Ensemble empirical mode decomposition (EEMD) analysis

EEMD is a powerful tool for extracting trend information from nonlinear and nonstationary time series25,40,41. The method breaks down the time series into intrinsic mode functions (IMFs). The IMFs have increasing period lengths and the final one is a long-term trend with at most only one minimum or maximum. High-frequency modes are generated first, with the earliest mode representing noise. The later modes (e.g., IMFs 3 and 4) are interpreted in terms of known processes such as annual cycles. An ensemble of 300 time series is generated by adding random noise equivalent to the error in the measurements, following Wu and Huang42. EEMD analyses are applied to the ensemble time series and the outputs are averaged. The EEMD technique is a data adaptive technique without assumptions on the shapes of the IMFs. The results are shown in Supplementary Figures S14, S15 for CH4 emissions (corrected using biospheric fluxes in Newman et al.25) using ODIAC and CARB CO2 emissions, respectively. The beginning and end of the EEMD curves are influenced by edge effects, for approximately a year at each end.
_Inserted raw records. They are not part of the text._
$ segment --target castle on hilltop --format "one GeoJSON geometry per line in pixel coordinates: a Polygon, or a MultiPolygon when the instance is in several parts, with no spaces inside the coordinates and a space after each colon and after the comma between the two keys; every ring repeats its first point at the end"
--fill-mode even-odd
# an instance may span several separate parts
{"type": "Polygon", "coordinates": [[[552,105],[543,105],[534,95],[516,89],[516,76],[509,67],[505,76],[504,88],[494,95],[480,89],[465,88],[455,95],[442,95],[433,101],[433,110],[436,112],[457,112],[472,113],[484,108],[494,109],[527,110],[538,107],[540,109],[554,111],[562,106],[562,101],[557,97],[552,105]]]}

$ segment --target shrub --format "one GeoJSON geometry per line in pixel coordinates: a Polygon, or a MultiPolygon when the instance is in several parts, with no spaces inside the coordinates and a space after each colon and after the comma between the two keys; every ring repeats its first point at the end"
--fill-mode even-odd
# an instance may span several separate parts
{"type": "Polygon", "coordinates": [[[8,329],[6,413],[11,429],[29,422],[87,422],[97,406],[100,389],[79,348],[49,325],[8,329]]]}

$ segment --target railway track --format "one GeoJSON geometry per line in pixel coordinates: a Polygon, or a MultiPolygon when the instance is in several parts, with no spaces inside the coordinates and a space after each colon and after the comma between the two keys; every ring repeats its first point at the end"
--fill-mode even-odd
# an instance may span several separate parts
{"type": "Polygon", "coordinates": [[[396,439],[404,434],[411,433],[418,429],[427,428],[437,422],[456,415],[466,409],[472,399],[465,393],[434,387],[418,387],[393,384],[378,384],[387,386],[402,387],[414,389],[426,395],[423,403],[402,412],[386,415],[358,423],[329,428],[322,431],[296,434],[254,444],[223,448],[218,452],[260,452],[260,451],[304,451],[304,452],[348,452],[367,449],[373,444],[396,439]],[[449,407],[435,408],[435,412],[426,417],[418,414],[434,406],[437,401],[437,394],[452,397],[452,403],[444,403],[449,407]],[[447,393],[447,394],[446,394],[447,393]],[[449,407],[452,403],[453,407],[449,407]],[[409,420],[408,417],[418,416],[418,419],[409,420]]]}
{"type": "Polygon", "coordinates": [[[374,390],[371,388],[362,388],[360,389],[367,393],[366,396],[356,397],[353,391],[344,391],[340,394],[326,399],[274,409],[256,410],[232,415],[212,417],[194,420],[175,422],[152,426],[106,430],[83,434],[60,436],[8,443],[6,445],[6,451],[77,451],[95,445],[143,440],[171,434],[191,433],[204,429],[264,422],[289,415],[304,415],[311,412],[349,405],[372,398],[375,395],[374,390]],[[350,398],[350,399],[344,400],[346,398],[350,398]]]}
CH4 emissions by the gas utility

The California legislation Senate Bill 1371 (enacted in 2014) requires natural gas utilities to avoid, reduce and repair gas leaks emanating from their pipeline infrastructures. This measure additionally requires the development of compliance plans, updated every two years, that report their best estimates of system-wide emissions and projected reductions using 2015 as a baseline year. The gas utility that serves the greater LA area estimated its baseline emissions by accounting for estimated and modeled emissions from system components including pipelines, compressor stations, customer meters, underground storage, and other leak sources. Their most recent annual report in 2022 (ref. 43,44) estimated their system’s 2015 baseline emissions to be 1,797,141 Mscf (1 Mscf ≡ 1000 scf; The M refers to the Roman numeral for thousand), which is about 34.5 Gg/year. However, this is roughly 1/10 of our estimates of the CH4 emissions in LA. The report further estimated the system’s total annual volume of leaks and emissions to be 1,309,873 Mscf (25.1 Gg) and 1,129,467 Mscf (21.7 Gg) in 2020 and 2021, respectively. The average annual decreases in emissions estimated by the gas utility are therefore 5.4%/yr and 6.2%/yr, respectively, by comparing the emissions in 2020 and 2021 to the baseline in 2015. The average rate of decrease is −5.8%/yr. The uncertainties in these estimations are not provided but one indication is the variability in the 2015 baseline values emissions values which range from a low of 1,797,141 Mscf (34.5 Gg) reported in the revised 2022 annual report to a high of 2,779,853 Mscf (53.4 Gg) reported in the revised 2018 report45, a difference of 35%. This result suggests that the decrease rate reported by the gas company is larger than CLARS-FTS observations, and the absolute leakage mass may have been significantly underestimated.